Tomorrow's Display Technology
Technology is always on the move and several alternatives for the current LCD and Plasma panels are being intensively developed and could soon appear in our showrooms.
OLED
Stands for an Organic Light-Emitting Diode Panel and consists of an array of tiny LED dots embodied in three organic thin-film semiconductor layers on a glass substrate, sandwiched between two electrodes. When any dot is energised it generates light energy by virtue of recombination of electrons and ‘holes at the light emitting layer. The light can be red, green, blue or white depending on the doping material present at the specific spot.
Several companies are developing OLED and OLED screens, now as large as 40 inches in prototype form, have several advantages over competing systems. The screens lend themselves to very thin panels by their nature, and their absence of backlights, and offer bright high contrast pictures with good black level. They are also very energy efficient.
SED
Stands for Surface-conduction Electron-emitter and is somewhat thicker than OLED although potentially large in size. The screens have much in common with plasma screens in that they are glass faced phosphor-emissive devices. A SED panel is a few inches thick and works by the bombardment , in a vacuum of an RGB phosphor matrix by electron irradiation, not from thermionic guns via deflective fields but from a precision array of cold emitters controlled by the video signal.

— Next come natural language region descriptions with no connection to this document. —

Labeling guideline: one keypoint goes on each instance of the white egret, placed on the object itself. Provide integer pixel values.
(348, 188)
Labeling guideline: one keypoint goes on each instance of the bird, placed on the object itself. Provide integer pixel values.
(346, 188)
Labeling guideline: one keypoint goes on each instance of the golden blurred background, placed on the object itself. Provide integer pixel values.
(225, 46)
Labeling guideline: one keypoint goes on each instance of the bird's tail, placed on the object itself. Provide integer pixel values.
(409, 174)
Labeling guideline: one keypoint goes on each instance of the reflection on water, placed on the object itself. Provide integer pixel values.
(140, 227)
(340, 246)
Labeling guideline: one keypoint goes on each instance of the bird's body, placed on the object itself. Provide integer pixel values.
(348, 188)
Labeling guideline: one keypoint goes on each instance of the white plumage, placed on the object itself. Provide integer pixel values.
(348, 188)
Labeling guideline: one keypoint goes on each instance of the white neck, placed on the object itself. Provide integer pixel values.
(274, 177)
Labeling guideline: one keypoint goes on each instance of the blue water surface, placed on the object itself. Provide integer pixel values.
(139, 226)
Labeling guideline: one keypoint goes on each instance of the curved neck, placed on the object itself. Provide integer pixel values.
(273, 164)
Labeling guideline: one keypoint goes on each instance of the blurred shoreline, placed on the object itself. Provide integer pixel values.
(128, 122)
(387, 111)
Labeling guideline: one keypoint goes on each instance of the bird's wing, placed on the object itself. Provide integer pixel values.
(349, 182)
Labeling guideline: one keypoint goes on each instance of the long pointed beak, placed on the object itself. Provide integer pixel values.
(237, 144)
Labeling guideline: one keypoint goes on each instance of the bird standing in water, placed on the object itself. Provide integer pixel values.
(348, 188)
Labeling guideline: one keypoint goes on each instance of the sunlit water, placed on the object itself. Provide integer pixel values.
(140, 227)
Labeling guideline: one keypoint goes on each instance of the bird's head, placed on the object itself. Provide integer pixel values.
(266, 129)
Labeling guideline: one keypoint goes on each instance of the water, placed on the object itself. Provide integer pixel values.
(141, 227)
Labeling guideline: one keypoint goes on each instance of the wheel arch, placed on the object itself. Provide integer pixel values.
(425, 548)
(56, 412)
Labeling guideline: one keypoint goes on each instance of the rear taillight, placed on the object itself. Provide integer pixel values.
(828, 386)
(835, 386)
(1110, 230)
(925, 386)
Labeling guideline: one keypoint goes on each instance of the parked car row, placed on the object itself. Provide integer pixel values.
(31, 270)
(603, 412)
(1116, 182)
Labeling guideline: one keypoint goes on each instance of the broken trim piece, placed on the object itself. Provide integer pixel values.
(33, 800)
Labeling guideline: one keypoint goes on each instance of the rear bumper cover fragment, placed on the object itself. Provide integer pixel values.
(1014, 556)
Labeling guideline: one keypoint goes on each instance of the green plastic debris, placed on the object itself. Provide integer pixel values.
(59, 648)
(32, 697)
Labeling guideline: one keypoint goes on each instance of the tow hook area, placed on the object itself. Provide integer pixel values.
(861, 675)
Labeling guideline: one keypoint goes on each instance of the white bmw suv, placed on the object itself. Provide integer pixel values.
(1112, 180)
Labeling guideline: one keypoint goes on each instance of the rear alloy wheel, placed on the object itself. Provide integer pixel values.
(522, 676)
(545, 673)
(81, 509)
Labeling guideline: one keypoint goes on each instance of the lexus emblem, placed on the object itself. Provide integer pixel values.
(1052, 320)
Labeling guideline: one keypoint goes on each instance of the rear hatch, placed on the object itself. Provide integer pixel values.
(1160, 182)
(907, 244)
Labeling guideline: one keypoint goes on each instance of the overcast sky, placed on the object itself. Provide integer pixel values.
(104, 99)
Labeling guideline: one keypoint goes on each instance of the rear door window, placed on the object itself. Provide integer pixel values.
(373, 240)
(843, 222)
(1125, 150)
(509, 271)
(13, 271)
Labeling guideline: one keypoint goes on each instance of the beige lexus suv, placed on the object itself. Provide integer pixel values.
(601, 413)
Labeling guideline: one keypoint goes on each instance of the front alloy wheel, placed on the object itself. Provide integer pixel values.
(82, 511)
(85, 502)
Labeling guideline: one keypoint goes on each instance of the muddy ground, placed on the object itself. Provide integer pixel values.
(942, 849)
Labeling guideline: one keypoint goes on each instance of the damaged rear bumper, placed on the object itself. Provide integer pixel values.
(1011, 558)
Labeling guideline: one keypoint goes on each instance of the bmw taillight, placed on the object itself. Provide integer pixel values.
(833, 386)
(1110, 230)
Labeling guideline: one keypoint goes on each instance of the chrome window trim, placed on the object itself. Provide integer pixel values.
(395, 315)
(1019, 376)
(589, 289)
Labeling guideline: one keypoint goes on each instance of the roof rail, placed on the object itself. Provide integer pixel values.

SED has many of the advantages of the traditional CRT with wide viewing angle, good black level and a bright sharp image without the drawbacks of bulk, weight and high power consumption.
SXRD
This one stands for Silicon X-tal (crystal) Reflective Display which is a variant of LCD technology developed for use in front and rear projection systems. It’ main advances over conventional LCD devices are the use of a new inorganic molecular material inside the liquid crystal cells: the extreme miniaturisation of the pixels: and the minute spacing between them. The result is that a picture with extremely high definition (1920 X 1080 pixels) is easily achievable along with a high contrast ratio, and a fast response. SXRD is already in production but is currently expensive.While these new developments remain under research or appear on the fringe of the market, established display technologies are being refined and improved. Sony has a 46 inch LCD display backlit by a bank of three-coloured LEDs. This gives a wider colour range in the display. Meanwhile Sharp has two new directional technologies in LCD screens, one that can be switched between narrow and wide angle viewing , and one that can be switched to provide different pictures for viewers to left and right of the screen.